In a latest setback to Jindal Poly Films, the National Company Law Appellate Tribunal (NCLAT) on Thursday dismissed the company’s plea against class action lawsuit by its minority shareholders. 

The bench, led by Justice Yogesh Khanna and Technical Member Ajai Das Mehrotra, also upheld the National Company Law Tribunal’s (NCLT) admission of the case. “We are not inclined to interfere in the impugned order and hence the appeal is dismissed,” said the NCLAT order. This now paves the way for the NCLT to hear the matter on merits basis. 

Rs 2,518-Crore Dispute

The issuance of notice has a serious repercussion upon the reputation of the company since the proceedings have wider consequences, the appellate tribunal said. The matter has also created a situation of panic amongst the company’s public shareholders, potentially triggering a fall in its share price by 31% to ₹404, the order noted. On Thursday, the stock closed almost 7%  lower at ₹595 on the National Stock Exchange. 

A spokesperson of Jindal Poly said, “This decision rendered today does not have any implications or bearing on the merits of the case as the Hon’ble NCLT is yet to start hearing the matter.” The company said that all business decisions were taken under “commercial wisdom with necessary approvals as required under applicable laws” and that it is reviewing the order. The NCLAT’s decision does not impose any findings on the allegations made in the petition, it added. 

The case was filed under Section 245 of the Companies Act, 2013, which allows a group of shareholders to file a single case against the entity for causing losses to them. 

On February 6, Jindal Poly had approached the NCLAT to challenge the admission of the case by the NCLT. The NCLT admission was also widely cheered by legal experts for allowing the petition to pass the “maintainability” threshold and proceed to a hearing on its merits. 

The case was brought by three shareholders, Ankit Jain, Rina Jain and Ruchi Jain Hanasoge, who together held a 4.99% stake in the company in March 2024. They alleged that certain promoter-linked transactions caused a financial loss of ₹2,518.45 crore to the company and its public shareholders. 

This includes a loss of over ₹2,200 crore in the sale of optionally convertible preference shares, ₹135-crore loss from undervalued sale of shares of Jindal Thermal, and ₹128-crore loss from advancement of loan to Jindal Thermal. 

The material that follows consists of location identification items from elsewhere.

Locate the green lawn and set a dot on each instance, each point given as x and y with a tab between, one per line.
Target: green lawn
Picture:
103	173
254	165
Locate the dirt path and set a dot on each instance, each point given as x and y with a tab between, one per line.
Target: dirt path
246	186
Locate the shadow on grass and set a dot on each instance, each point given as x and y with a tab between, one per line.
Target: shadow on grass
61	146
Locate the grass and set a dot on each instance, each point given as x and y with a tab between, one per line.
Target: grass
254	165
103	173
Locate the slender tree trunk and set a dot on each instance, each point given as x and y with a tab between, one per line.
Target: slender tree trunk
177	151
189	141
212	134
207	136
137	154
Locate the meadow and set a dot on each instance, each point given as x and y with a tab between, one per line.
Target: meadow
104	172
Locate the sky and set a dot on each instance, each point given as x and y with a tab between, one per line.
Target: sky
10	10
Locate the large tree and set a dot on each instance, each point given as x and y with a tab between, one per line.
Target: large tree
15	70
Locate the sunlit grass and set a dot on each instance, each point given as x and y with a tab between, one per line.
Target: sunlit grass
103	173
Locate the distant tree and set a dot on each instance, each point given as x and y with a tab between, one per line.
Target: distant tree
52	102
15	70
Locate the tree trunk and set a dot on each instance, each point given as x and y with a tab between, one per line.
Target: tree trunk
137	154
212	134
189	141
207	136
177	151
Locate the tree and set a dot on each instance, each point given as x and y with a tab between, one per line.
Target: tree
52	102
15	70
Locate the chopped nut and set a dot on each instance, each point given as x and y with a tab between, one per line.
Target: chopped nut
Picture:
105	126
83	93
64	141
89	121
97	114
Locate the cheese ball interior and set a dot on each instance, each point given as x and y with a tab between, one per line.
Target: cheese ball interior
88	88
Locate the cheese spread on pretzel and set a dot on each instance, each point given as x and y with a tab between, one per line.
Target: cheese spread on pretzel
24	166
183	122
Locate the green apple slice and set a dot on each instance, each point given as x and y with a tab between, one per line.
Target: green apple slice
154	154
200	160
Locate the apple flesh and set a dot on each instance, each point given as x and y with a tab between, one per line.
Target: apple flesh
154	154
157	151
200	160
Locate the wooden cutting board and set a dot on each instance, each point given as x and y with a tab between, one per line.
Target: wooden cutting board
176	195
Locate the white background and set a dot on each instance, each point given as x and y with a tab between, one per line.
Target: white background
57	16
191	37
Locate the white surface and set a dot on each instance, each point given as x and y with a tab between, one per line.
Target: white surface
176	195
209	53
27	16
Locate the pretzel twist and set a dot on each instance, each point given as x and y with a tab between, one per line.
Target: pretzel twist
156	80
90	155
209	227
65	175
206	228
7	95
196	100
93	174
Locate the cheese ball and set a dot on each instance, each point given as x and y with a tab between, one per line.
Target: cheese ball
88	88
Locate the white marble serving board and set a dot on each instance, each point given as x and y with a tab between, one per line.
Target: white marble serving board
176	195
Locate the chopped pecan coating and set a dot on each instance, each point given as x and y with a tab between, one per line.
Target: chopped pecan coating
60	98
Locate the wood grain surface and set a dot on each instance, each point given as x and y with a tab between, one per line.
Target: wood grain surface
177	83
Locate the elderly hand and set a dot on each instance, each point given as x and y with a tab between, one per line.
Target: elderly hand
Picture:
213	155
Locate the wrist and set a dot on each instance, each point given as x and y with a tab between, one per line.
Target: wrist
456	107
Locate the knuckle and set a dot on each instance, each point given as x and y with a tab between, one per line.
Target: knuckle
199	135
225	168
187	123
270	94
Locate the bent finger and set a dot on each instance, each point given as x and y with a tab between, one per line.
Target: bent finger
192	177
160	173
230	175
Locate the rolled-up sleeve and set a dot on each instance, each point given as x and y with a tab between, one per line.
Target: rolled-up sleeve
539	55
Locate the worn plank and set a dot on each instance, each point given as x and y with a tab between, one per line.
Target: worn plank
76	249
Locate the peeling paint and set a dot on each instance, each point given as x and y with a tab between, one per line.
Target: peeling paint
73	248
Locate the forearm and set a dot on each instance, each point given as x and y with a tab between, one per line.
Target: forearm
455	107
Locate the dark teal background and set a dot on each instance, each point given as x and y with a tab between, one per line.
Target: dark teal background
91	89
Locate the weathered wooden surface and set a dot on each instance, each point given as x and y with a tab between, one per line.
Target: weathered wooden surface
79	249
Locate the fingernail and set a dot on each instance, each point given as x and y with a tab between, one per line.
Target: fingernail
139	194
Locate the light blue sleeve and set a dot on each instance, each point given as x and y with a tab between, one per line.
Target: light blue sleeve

For the quarter ended December, the company had reported a consolidated net loss of more than ₹96 crore on a revenue of almost ₹372 crore.

Regulatory Heat

In October, the Securities and Exchange Board of India (Sebi) had alleged the company to have violated the rights of minority shareholders and the securities market at large under various provisions. These include the Sebi Act, Prohibition of Fraudulent and Unfair Trade Practices  (PFUTP) Regulations, and Listing Obligations and Disclosure Requirements (LODR) Regulations. The regulator then approached the NCLT against the company in November with an intervention application.